Jumpstarting Creativity

From the desk of our fiction editor, Heidi Turner.

We’ve all been there—a blank document (or sheet of paper, if you’re into that), an open stretch of time that is filled to the brim with creative possibility. So full, in fact, that absolutely nothing gets done and the only writing that happens is (perhaps) some clever #amwriting Tweets. As a writer myself, I’m all too familiar with hitting a creative wall, or struggling to get my mind going. Here are some of the tricks I’ve learned that get my creative engine back up and running. 

Set up a writing appointment. 

Brains are weird little machines—if I try to sit down at random to write something, I usually can’t. Realistically, my schedule doesn’t allow me to set aside a specific, unchanging time slot every day (although this works for a lot of writers). Instead, I make sure I set a time each day that I will definitely, definitely write something. 

By telling my brain, “I am going to sit down to write once we get back from the grocery store, and we are going to have an idea to write about at that time.” It’s simple, but it works almost every time. 
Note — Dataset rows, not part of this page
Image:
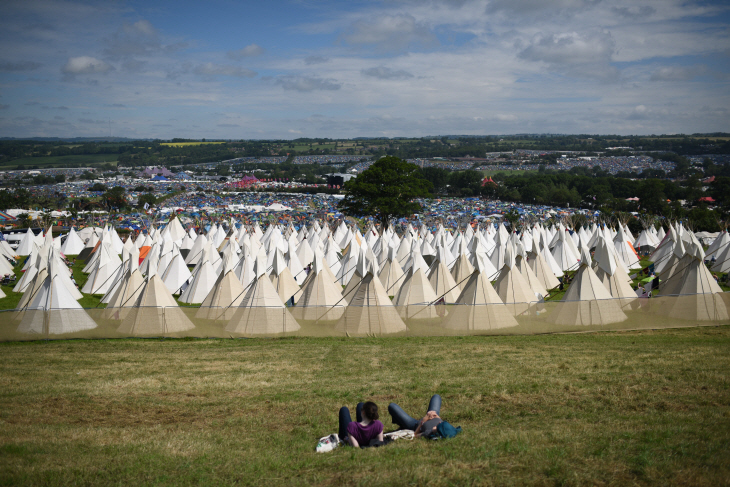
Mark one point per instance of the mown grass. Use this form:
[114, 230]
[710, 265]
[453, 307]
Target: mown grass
[187, 144]
[60, 161]
[638, 408]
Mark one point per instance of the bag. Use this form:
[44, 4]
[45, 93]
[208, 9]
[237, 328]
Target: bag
[401, 434]
[444, 430]
[328, 443]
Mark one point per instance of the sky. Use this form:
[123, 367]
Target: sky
[225, 69]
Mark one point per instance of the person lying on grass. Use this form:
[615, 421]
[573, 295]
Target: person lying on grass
[366, 429]
[426, 426]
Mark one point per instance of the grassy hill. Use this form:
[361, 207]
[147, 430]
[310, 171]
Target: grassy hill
[645, 408]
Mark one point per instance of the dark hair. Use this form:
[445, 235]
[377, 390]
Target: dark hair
[370, 410]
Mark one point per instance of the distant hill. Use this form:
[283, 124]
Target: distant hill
[72, 139]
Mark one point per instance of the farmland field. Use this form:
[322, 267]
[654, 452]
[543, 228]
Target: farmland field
[185, 144]
[59, 161]
[639, 408]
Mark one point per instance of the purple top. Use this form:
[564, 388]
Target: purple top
[363, 434]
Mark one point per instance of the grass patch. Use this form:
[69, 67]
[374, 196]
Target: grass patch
[610, 408]
[186, 144]
[60, 161]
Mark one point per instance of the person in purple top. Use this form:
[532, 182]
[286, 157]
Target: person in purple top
[367, 427]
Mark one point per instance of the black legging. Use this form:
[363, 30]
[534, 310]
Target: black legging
[404, 421]
[346, 419]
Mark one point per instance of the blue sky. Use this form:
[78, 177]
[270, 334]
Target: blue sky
[288, 69]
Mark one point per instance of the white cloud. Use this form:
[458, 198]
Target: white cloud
[382, 72]
[678, 73]
[211, 69]
[19, 66]
[307, 83]
[86, 65]
[570, 48]
[310, 60]
[249, 51]
[390, 32]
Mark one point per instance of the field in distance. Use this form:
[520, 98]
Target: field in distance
[645, 408]
[184, 144]
[59, 161]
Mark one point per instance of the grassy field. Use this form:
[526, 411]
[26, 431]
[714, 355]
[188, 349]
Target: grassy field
[60, 161]
[184, 144]
[639, 408]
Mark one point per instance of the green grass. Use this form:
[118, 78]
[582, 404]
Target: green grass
[60, 161]
[632, 408]
[11, 300]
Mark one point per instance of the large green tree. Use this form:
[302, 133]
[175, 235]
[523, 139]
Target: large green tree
[386, 190]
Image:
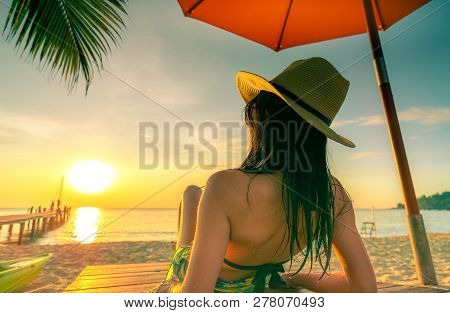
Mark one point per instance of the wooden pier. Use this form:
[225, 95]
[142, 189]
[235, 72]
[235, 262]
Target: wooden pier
[40, 221]
[125, 278]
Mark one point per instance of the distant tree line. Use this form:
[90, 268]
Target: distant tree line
[438, 201]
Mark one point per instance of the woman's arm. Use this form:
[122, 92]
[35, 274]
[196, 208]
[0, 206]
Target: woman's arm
[211, 237]
[357, 274]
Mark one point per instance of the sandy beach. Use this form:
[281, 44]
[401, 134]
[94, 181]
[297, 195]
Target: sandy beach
[391, 257]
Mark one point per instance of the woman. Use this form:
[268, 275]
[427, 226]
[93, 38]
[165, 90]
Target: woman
[282, 202]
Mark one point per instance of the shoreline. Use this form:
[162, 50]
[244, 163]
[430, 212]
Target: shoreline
[391, 258]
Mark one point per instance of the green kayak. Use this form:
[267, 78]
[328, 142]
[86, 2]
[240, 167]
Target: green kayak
[17, 274]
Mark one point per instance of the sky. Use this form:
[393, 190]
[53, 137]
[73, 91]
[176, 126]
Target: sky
[188, 67]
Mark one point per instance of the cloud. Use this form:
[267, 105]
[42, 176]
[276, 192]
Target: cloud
[14, 126]
[365, 155]
[418, 115]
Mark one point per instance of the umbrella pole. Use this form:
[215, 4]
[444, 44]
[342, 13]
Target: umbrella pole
[417, 233]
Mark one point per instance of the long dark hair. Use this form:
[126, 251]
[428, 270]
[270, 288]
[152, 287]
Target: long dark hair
[282, 141]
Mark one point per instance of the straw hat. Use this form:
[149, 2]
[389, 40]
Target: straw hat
[312, 87]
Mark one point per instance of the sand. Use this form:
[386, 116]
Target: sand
[391, 258]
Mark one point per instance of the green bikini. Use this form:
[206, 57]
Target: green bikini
[267, 275]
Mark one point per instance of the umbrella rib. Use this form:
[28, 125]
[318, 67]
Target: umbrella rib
[277, 48]
[378, 13]
[193, 7]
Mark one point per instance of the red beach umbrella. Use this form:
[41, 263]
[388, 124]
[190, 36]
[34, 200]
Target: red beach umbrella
[281, 24]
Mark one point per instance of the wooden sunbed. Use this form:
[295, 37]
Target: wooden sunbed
[128, 278]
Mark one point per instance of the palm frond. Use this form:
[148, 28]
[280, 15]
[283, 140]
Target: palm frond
[66, 37]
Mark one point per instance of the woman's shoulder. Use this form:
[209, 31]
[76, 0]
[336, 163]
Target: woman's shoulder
[228, 187]
[230, 181]
[342, 201]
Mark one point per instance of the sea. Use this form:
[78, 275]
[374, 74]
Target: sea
[91, 224]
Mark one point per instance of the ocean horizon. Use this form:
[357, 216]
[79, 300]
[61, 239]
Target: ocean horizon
[92, 224]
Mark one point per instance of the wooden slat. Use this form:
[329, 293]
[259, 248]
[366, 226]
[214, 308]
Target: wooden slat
[124, 268]
[82, 284]
[123, 278]
[411, 289]
[118, 289]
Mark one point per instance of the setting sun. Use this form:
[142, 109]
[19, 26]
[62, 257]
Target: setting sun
[91, 176]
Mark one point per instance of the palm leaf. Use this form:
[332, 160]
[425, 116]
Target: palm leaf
[68, 38]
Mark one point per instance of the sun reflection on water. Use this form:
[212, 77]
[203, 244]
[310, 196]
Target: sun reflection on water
[86, 224]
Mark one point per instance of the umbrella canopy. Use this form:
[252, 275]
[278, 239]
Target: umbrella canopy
[281, 24]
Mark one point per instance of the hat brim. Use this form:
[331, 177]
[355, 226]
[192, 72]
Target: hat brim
[249, 85]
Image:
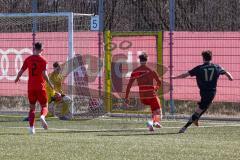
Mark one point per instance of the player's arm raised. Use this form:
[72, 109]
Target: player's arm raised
[157, 78]
[183, 75]
[45, 76]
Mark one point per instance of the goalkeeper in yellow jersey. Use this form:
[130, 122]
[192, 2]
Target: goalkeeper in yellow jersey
[59, 103]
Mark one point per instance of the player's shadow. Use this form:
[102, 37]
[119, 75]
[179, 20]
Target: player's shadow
[138, 134]
[12, 134]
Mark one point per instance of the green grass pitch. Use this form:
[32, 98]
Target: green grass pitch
[118, 139]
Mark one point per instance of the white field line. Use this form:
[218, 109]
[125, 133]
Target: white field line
[109, 130]
[173, 121]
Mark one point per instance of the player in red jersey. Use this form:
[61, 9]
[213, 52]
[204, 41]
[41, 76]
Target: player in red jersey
[37, 73]
[145, 78]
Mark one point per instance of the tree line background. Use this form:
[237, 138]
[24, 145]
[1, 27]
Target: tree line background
[144, 15]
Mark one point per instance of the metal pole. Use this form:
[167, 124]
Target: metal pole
[172, 25]
[100, 34]
[70, 56]
[34, 25]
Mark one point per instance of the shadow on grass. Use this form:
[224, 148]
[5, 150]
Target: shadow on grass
[12, 134]
[140, 134]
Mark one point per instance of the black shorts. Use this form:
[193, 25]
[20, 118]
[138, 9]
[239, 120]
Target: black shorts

Turn tedious task time into part of the writing process. 

Normally I listen to music or podcasts when I’m doing household chores, but if I’ve got a problem to solve in a piece I’m working on (or just have no ideas at all) I’ll either listen to instrumental music or even work in silence. During these times, when my hands and body are busy being productive, I can usually get out of my own way and find my way through to a resolution. 

Embrace the shitty first draft. 

The first draft is for you, the writer—it’s so your words have a place they can exist and make themselves at home. The first draft isn’t for looking good or sounding pretty. It isn’t even (necessarily) for making sense. All it needs to have is a beginning, middle, and end, and those component parts don’t even need to be working the way you want them to. 

By embracing the idea that my first draft is supposed to be shitty, is supposed to just give me a place to start, I’m able to enjoy the revision process because I know that I’m crafting a draft into a piece, not just “fixing” a “bad” piece. 

Phone a friend. 

I’m really, really lucky to have supportive peers here at the University of New Hampshire and to have supportive friends all around the country (and a few around the world) who believe in my work. When I’m super stuck, I’ll call or text a friend and ask them what they think I haven’t written yet, what they most want to see from me. 

It’s not something I do often, since it is always nerve-wracking to ask someone a question that assumes they want to read my work, but I almost always get great ideas—ideas that can become something—out of those conversations. More importantly, it reminds me that my writing is supposed to be seen, that people want to see it, and it’s worth the time it takes to get it to the point that it’s ready for the world.